Ginjaar I B, Bakker E, van Paassen M M, den Dunnen J T, Wessels A, Zubrzycka-Gaarn E E, Moorman A F, van Ommen G J
Department of Human Genetics, Sylvius Laboratory, Leiden, The Netherlands.
J Med Genet. 1991 Aug;28(8):505-10. doi: 10.1136/jmg.28.8.505.
We have performed immunohistochemical studies on muscle tissue of three 12 week old fetuses at risk for DMD, using antisera directed against regions located NH2-proximally and centrally in the rod shaped spectrin-like domain and against the COOH-terminus of dystrophin. All three fetuses had a family history of DMD. Truncated dystrophins were identified in all three cases by a positive reaction with the NH2-proximal antibody, different reactions with the central antibody, and a negative reaction with the COOH-terminal antibody. These data indicate that a panel of antibodies would, in principle, permit 'immunological' mapping of dystrophin mutations. This is diagnostically important in the 35% of families where no mutation is detectable at the DNA level. Secondly, by using this mapping technique it may also become possible to identify the at risk haplotype when DNA analysis is not informative. This may be of great value in DMD carrier detection.

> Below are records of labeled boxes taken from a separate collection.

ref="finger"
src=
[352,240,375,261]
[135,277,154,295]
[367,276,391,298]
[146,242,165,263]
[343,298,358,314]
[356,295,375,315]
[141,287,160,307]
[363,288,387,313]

我们使用针对位于杆状血影蛋白样结构域氨基近端和中央区域以及抗肌萎缩蛋白羧基末端的抗血清,对三名有杜氏肌营养不良症(DMD)风险的12周龄胎儿的肌肉组织进行了免疫组织化学研究。所有三名胎儿都有DMD家族病史。通过与氨基近端抗体的阳性反应、与中央抗体的不同反应以及与羧基末端抗体的阴性反应,在所有三例中均鉴定出截短的抗肌萎缩蛋白。这些数据表明,一组抗体原则上可以对抗肌萎缩蛋白突变进行“免疫”定位。这在35%的DNA水平检测不到突变的家庭中具有重要的诊断意义。其次,通过使用这种定位技术,当DNA分析无信息价值时,也有可能识别出有风险的单倍型。这在DMD携带者检测中可能具有很大价值。